Ortadoğu’da, Suriye örneğinde görüldüğü üzere, Türkiye ile İran’ın çıkarları çatışıyor. Çıkarları bu denli çatışan iki ülkenin rekabetinde, İran’ın binlerce yıllık devlet geleneği, derin ve köklü medeniyeti, Türkiye’ye karşı ciddi avantajları. Her iki ülkenin de menfaatlerine uygun olacak, üzerinde ciddi kafa yorulmuş politikalarla, çatışma yerine uyum elbette hedeflenebilirdi ancak zikzaklarla malul Türk dış politikasının böyle bir kabiliyeti yok. En olmayacak zamanda, tüm Batı’yı karşısına alıp İran yanlısı hareket eden Türkiye, şimdi de en olmayacak zamanda hem Batı’yı hem İran’ı karşısına alan, Suudi Arabistan yörüngeli bir siyasete savrulmuş durumda. Zamanında, İlber Ortaylı Hoca “Belediye kafası devlet yönetemez” dediğinde, ona içerlemiştik. Haklı olduğunu son 2-3 yıldır, hayret ve dehşetle müşahede ediyoruz.
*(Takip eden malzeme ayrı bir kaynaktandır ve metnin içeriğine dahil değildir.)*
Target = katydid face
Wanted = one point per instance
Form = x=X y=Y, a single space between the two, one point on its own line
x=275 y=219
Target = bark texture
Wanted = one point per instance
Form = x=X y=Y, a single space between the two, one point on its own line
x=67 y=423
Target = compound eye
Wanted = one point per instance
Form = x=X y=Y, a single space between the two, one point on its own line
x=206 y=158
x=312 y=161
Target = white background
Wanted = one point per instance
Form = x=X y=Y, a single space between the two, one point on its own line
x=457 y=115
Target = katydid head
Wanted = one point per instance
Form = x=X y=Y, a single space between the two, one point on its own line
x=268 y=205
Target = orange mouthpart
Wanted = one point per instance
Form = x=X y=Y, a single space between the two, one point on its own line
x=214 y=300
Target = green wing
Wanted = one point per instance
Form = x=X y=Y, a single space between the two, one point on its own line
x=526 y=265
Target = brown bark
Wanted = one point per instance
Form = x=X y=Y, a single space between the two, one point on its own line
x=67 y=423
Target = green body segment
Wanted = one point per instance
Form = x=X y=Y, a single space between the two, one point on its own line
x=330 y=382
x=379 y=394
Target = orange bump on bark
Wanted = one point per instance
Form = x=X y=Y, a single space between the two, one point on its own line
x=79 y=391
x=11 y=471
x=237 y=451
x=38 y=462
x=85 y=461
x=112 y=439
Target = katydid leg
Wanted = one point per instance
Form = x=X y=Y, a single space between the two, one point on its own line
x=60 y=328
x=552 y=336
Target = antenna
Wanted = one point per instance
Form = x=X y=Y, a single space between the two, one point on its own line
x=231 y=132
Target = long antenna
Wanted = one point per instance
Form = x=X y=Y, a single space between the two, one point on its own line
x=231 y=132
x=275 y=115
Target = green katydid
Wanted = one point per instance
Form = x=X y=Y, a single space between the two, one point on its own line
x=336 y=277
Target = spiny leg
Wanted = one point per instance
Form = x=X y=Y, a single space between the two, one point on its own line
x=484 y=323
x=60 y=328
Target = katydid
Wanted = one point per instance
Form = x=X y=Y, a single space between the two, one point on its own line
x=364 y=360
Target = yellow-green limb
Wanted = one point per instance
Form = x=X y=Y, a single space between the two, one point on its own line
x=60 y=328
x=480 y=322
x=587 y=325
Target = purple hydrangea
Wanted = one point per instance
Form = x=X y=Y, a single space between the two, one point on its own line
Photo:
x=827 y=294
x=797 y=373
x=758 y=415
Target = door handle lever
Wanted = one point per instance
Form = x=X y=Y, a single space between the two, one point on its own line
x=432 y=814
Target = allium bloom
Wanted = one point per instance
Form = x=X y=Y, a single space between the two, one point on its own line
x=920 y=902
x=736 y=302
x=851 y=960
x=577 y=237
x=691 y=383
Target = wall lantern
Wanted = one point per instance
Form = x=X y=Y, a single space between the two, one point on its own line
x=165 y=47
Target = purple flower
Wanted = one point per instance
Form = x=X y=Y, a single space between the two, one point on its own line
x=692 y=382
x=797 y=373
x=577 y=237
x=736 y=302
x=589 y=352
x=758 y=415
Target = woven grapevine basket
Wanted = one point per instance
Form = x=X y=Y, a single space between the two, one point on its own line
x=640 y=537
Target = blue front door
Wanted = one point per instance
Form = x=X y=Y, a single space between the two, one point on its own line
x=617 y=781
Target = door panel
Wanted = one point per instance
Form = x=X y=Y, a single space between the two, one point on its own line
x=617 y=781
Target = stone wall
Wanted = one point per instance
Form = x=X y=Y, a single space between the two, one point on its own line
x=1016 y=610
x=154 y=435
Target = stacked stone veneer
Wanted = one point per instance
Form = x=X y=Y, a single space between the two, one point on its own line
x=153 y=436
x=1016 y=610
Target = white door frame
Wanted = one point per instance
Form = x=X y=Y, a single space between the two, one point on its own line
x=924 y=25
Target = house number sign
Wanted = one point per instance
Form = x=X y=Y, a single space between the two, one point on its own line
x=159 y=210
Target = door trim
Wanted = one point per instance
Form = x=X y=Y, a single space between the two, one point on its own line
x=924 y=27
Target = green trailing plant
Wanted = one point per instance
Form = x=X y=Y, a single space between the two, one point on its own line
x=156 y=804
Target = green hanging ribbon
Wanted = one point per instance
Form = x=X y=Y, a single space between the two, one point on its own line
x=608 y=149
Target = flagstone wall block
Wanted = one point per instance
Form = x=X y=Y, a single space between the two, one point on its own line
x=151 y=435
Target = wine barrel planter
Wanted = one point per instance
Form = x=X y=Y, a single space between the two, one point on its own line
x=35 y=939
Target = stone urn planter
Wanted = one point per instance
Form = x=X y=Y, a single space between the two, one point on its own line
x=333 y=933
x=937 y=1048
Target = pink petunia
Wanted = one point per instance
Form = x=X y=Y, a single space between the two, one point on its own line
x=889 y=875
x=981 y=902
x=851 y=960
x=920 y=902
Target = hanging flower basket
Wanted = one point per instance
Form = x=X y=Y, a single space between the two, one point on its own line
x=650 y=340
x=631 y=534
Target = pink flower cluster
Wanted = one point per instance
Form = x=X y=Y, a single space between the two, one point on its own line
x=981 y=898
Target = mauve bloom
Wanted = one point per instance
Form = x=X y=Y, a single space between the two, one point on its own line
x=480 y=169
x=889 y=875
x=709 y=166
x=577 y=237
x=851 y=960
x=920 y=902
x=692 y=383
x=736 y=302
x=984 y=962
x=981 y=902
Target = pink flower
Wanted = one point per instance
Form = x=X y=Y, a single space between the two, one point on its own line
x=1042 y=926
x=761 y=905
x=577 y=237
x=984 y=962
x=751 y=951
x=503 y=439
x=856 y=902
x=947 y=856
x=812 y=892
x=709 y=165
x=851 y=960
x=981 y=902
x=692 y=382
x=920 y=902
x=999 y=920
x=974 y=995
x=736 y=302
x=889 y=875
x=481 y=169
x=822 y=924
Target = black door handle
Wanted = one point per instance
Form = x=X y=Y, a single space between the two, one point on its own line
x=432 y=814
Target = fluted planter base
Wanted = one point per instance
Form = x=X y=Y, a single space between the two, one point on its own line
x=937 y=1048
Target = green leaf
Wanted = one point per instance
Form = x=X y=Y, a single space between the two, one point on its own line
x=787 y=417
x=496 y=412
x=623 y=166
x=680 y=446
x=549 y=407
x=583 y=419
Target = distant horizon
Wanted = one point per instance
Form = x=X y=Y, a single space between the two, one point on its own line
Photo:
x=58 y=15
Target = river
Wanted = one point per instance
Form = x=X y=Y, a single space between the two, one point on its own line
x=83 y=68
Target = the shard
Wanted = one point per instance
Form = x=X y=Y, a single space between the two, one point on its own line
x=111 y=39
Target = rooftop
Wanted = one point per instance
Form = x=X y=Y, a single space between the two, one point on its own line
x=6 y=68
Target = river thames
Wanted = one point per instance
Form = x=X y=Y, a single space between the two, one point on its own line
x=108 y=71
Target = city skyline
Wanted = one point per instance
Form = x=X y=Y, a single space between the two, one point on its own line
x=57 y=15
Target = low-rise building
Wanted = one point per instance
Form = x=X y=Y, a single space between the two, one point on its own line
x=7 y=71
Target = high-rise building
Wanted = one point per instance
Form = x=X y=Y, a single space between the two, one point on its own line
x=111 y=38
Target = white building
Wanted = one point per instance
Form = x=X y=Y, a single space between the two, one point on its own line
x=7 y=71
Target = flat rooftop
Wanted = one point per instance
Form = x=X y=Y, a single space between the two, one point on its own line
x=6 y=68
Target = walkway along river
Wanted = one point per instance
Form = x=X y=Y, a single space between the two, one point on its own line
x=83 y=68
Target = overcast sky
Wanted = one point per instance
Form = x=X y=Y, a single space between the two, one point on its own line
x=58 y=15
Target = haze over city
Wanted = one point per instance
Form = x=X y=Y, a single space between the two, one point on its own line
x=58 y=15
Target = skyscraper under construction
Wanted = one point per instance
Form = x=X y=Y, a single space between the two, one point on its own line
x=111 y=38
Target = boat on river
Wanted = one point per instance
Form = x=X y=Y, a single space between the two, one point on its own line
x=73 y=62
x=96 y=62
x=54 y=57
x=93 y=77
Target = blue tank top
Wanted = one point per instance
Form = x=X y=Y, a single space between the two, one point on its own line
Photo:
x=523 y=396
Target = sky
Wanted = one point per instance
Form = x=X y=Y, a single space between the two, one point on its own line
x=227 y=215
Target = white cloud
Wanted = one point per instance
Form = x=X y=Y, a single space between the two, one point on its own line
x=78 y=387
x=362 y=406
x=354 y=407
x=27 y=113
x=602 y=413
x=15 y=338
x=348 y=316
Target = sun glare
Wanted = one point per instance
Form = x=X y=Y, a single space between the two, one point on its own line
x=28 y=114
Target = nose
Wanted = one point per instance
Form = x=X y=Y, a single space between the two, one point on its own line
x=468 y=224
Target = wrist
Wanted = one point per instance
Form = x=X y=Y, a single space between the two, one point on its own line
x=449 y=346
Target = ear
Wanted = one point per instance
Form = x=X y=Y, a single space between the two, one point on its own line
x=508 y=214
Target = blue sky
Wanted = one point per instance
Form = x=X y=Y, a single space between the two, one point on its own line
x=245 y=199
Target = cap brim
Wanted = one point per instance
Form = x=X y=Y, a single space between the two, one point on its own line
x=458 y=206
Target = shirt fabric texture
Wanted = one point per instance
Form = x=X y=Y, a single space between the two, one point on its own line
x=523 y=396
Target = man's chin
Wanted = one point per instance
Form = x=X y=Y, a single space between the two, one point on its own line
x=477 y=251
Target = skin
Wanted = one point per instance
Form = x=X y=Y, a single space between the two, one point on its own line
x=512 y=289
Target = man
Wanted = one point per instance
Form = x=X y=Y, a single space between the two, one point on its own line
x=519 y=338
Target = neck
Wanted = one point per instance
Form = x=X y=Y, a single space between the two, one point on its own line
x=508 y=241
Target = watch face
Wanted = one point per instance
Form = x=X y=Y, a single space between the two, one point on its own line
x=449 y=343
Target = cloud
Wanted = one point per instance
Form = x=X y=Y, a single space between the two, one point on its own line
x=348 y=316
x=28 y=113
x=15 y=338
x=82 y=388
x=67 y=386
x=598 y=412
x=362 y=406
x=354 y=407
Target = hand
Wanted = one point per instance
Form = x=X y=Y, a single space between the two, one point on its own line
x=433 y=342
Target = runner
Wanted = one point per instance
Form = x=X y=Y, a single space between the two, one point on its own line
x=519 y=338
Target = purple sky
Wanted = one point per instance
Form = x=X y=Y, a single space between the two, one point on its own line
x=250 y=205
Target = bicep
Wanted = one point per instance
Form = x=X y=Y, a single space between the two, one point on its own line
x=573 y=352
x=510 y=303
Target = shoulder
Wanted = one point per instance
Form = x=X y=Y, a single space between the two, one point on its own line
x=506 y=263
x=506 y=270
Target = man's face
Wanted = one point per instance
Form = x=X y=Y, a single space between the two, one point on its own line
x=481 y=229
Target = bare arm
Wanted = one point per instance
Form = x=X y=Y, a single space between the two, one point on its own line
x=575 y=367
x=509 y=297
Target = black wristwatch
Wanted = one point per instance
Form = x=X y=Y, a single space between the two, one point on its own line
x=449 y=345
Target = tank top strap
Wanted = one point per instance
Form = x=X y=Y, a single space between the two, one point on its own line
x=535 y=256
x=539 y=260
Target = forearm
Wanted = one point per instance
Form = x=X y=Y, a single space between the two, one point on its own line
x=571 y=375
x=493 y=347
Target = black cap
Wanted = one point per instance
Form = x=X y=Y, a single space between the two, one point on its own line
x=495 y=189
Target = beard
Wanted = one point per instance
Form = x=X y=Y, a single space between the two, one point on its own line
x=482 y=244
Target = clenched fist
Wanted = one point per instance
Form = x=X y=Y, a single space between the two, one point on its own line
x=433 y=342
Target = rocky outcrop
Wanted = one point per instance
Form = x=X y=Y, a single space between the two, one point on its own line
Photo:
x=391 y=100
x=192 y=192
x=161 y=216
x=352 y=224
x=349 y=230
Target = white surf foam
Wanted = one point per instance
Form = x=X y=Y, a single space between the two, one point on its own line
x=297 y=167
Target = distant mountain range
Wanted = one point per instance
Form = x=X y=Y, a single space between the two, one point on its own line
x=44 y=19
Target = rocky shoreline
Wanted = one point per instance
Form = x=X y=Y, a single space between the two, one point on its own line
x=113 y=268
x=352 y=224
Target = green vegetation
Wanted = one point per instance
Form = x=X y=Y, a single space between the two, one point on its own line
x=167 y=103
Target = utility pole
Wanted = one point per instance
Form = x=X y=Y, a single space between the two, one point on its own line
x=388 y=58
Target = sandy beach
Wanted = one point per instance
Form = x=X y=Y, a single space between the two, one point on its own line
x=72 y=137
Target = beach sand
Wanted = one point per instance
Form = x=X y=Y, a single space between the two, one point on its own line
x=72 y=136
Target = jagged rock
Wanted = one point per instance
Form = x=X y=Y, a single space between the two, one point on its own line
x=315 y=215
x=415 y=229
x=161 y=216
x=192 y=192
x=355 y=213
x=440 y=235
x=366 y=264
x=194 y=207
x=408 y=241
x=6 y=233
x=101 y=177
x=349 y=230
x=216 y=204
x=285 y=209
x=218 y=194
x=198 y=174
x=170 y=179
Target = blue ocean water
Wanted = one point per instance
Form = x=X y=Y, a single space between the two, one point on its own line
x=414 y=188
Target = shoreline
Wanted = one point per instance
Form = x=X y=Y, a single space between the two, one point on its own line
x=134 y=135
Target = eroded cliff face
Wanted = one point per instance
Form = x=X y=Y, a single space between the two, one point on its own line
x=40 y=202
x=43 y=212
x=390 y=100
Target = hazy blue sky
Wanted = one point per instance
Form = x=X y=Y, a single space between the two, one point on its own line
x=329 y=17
Bu yazıda asıl bahsetmek istediğim, hem İran’ın hem de Suudi Arabistan’ın Türkiye toplumu üzerindeki kalıcı etkileri. Buna sloganik laflar etmenin ötesinde kafa yorulmuyor. Son yıllarda, İran’ın Türkiye’de nüfuz elde etmek üzere yaptığı çalışmaları epeyce dile getiren oldu aslında. Ülkedeki binlerce İranlı şirket ve buralarda çalışanlar yolu ile de İran, nüfuz elde etmektedir. Türkiye’de yüz binlerce İranlı yaşamaktadır. Ve tüm bunlar asimetriktir. Yani, Türkiye’nin İran’da, bunun onda biri kadar insani, ticari, ekonomik ve kültürel varlığı yoktur.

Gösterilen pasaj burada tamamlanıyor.